Following the social media workshop our PRSSA Chapter hosted last week, we briefly talked about the voice behind corporate blogs. The question then became who really is writing the CEO’s blog? Is it really the head of the company? Or is the blog ghostwritten?

I’ll tell you what it shouldn’t be.

Social media provides the unique opportunity for a company to connect with its consumers directly. Whether you’re using Facebook to connect with fans, conversing with consumers on Twitter or even hosting a photo submission contest on Flickr, you are doing what social media is meant for: having a conversation.

Even better is that some companies have taken social media to the next level are are now responding to those who aren’t fans of their company. For example, if you complain about Comcast on Twitter, chances are their customer service department will be contacting you to see how they can help.

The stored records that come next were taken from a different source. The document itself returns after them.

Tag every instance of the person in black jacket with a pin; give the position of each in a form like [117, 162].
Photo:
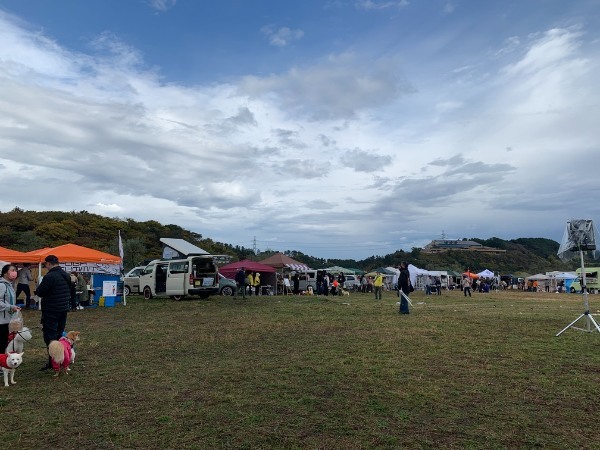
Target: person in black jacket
[404, 286]
[56, 290]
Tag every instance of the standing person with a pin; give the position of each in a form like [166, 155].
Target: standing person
[296, 280]
[404, 286]
[257, 283]
[73, 299]
[240, 280]
[8, 302]
[319, 282]
[466, 285]
[378, 285]
[250, 282]
[24, 278]
[342, 280]
[55, 291]
[80, 291]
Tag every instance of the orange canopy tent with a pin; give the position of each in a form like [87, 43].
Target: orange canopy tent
[14, 256]
[76, 253]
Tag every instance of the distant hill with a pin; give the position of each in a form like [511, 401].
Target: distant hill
[31, 230]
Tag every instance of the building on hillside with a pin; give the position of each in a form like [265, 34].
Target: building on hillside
[443, 245]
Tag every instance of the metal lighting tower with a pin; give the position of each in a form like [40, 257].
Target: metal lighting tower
[580, 237]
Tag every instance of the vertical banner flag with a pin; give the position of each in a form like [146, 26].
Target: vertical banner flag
[121, 250]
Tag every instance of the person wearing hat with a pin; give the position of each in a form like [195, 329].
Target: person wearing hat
[240, 280]
[8, 302]
[55, 290]
[404, 286]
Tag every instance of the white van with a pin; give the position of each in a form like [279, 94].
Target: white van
[194, 275]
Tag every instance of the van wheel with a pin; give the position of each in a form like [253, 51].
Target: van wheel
[227, 291]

When a company starts utilizing a corporate blog, the idea is that it makes the normally exclusive executives accessible for everyone. Not just the media, not just other executives. You and I. Between media interviews and carefully constructed statements, people often don’t have the opportunity to see executives of a big corporation on a personal level. Social media is that opportunity.

Treating social media as traditional media is ineffective. Reading a blog prepped by a communications staff is the same thing as reading an article in the newspaper that starts, “according to a statement by Chief Executive Officer…” And people know. Because people are visiting a social platform on their own time and their own accord, the chances are they aren’t looking to be lectured. They are looking to take part in the conversation.

Here’s two examples of great corporate blogs:

  • Although it’s written from a PR guy, Richard Edelaman – 6 a.m. is a fantastic example of an executive blog. It’s honest, straight to the point and itsn’t trying to directly sell his product.
  • Another idea for a blog comes from Google. While it’s cool to see what the executive leadership is up to, as a consumer, I also think it’s cool to hear from the employees. A corporation is made up of a lot of different people doing a lot of different things, and The Official Google Blog captures this well. Even cooler is that a friend of a friend was one of the guest posts. What are the chances?

I see social media as the opportunity for you to connect with others. As an executive in the company, I think it’s best to either write the blog yourself or don’t at all. What’s the point of hearing more of what you get in traditional media on social media platforms?

My question is simple: is it ethical for a blog to be when in fact it is run by the public relations staff? Is it even worth it to run a ghostwritten blog? Should there be some kind of disclosure stating that this blog is run by a communications staff?